Brett Anderson and Thomas M. Kostigen
02/02/2004

The following article is an excerpt from The 100 Year Plan series from the December, January, February and March editions of Robb Report Worth. To subscribe or to order back issues, please call (800) 777-1851 or order online now.


According to the Wealth with Responsibility Study conducted by Boston College in 2000, 92 percent of respondents (households with net worth in excess of $5 million) report volunteering their time to charitable causes, with 86 percent indicating they spend at least an hour each month supporting these activities, nearly double the national average. This volunteering most often included leadership roles, such as serving on a board of directors, fund-raising or planning an event.

"I’m not sure how much people learn simply from giving, from writing checks," admits Joel Fleishman, director of the Heyman Center for Ethics, Public Policy and Professions at Duke University. (Among his other accomplishments, Fleishman advised philanthropist Charles Feeney, founder of Duty Free Shoppers, who secretly gifted more than a billion dollars.) "I know that people who get deeply involved personally by volunteering in organizations, according to the statistics, end up giving at about twice the rate as people who don’t volunteer or get otherwise involved. They learn a great deal about the problems they’re dealing with, they learn a great deal about themselves, they learn a great deal about how to solve problems."

Through volunteerism, giving becomes a more multidimensional relationship. And this more qualitative approach to giving may be replacing the quantitative method of check writing. The More Than Money organization—a Cambridge, Mass.-based forum on the challenges of wealth and money for the affluent—indicates its constituency is most likely to devote time and money, as opposed to just money, to causes. "A change in philosophy would be them saying, ‘Here’s a check, good luck,’" says Robert Kenny, the organization’s executive director. "They’re not built that way."

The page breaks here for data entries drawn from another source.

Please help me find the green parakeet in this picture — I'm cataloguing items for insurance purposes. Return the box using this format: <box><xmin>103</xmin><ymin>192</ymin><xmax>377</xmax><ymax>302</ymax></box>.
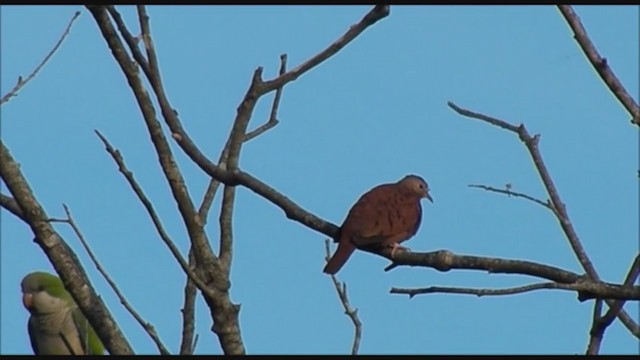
<box><xmin>21</xmin><ymin>271</ymin><xmax>104</xmax><ymax>355</ymax></box>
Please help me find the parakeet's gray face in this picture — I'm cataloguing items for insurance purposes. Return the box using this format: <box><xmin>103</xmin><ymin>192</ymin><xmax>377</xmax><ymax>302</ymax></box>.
<box><xmin>20</xmin><ymin>275</ymin><xmax>68</xmax><ymax>315</ymax></box>
<box><xmin>22</xmin><ymin>290</ymin><xmax>68</xmax><ymax>315</ymax></box>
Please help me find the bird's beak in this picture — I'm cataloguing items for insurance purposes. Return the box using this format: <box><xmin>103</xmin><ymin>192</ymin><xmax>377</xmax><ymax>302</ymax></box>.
<box><xmin>22</xmin><ymin>293</ymin><xmax>33</xmax><ymax>310</ymax></box>
<box><xmin>424</xmin><ymin>193</ymin><xmax>433</xmax><ymax>203</ymax></box>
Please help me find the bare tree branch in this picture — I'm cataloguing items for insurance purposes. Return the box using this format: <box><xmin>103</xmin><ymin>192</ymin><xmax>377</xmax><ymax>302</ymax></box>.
<box><xmin>198</xmin><ymin>54</ymin><xmax>287</xmax><ymax>224</ymax></box>
<box><xmin>0</xmin><ymin>194</ymin><xmax>27</xmax><ymax>222</ymax></box>
<box><xmin>558</xmin><ymin>5</ymin><xmax>640</xmax><ymax>126</ymax></box>
<box><xmin>468</xmin><ymin>184</ymin><xmax>555</xmax><ymax>213</ymax></box>
<box><xmin>0</xmin><ymin>11</ymin><xmax>80</xmax><ymax>105</ymax></box>
<box><xmin>263</xmin><ymin>5</ymin><xmax>390</xmax><ymax>92</ymax></box>
<box><xmin>324</xmin><ymin>239</ymin><xmax>362</xmax><ymax>355</ymax></box>
<box><xmin>180</xmin><ymin>248</ymin><xmax>197</xmax><ymax>355</ymax></box>
<box><xmin>95</xmin><ymin>130</ymin><xmax>212</xmax><ymax>295</ymax></box>
<box><xmin>389</xmin><ymin>281</ymin><xmax>636</xmax><ymax>298</ymax></box>
<box><xmin>87</xmin><ymin>5</ymin><xmax>245</xmax><ymax>354</ymax></box>
<box><xmin>0</xmin><ymin>139</ymin><xmax>133</xmax><ymax>355</ymax></box>
<box><xmin>587</xmin><ymin>254</ymin><xmax>640</xmax><ymax>355</ymax></box>
<box><xmin>447</xmin><ymin>102</ymin><xmax>640</xmax><ymax>338</ymax></box>
<box><xmin>49</xmin><ymin>204</ymin><xmax>170</xmax><ymax>355</ymax></box>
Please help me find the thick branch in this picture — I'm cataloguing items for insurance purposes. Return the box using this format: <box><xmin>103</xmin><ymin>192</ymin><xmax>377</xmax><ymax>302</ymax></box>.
<box><xmin>0</xmin><ymin>141</ymin><xmax>133</xmax><ymax>355</ymax></box>
<box><xmin>447</xmin><ymin>102</ymin><xmax>640</xmax><ymax>337</ymax></box>
<box><xmin>378</xmin><ymin>249</ymin><xmax>640</xmax><ymax>301</ymax></box>
<box><xmin>558</xmin><ymin>5</ymin><xmax>640</xmax><ymax>126</ymax></box>
<box><xmin>49</xmin><ymin>204</ymin><xmax>170</xmax><ymax>355</ymax></box>
<box><xmin>88</xmin><ymin>6</ymin><xmax>245</xmax><ymax>354</ymax></box>
<box><xmin>180</xmin><ymin>248</ymin><xmax>197</xmax><ymax>355</ymax></box>
<box><xmin>587</xmin><ymin>254</ymin><xmax>640</xmax><ymax>355</ymax></box>
<box><xmin>0</xmin><ymin>11</ymin><xmax>80</xmax><ymax>105</ymax></box>
<box><xmin>389</xmin><ymin>281</ymin><xmax>636</xmax><ymax>298</ymax></box>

Indeed, engaging in civic duty and philanthropy seems to be part of the industrious makeup of the baby-boom generation, which may be the most generous group in terms of both time and money. "Members of the working population aged 50 to 64 are more likely to have graduated college, volunteered in their youth and had parents who volunteered; these are all indicators of higher levels of adult civic involvement. This age group has the highest income level, gives the most, and has the greatest potential to increase volunteering and giving for years to come," states an Independent Sector report entitled "Experience At Work."

 Return to main article, "The Practice of Charity"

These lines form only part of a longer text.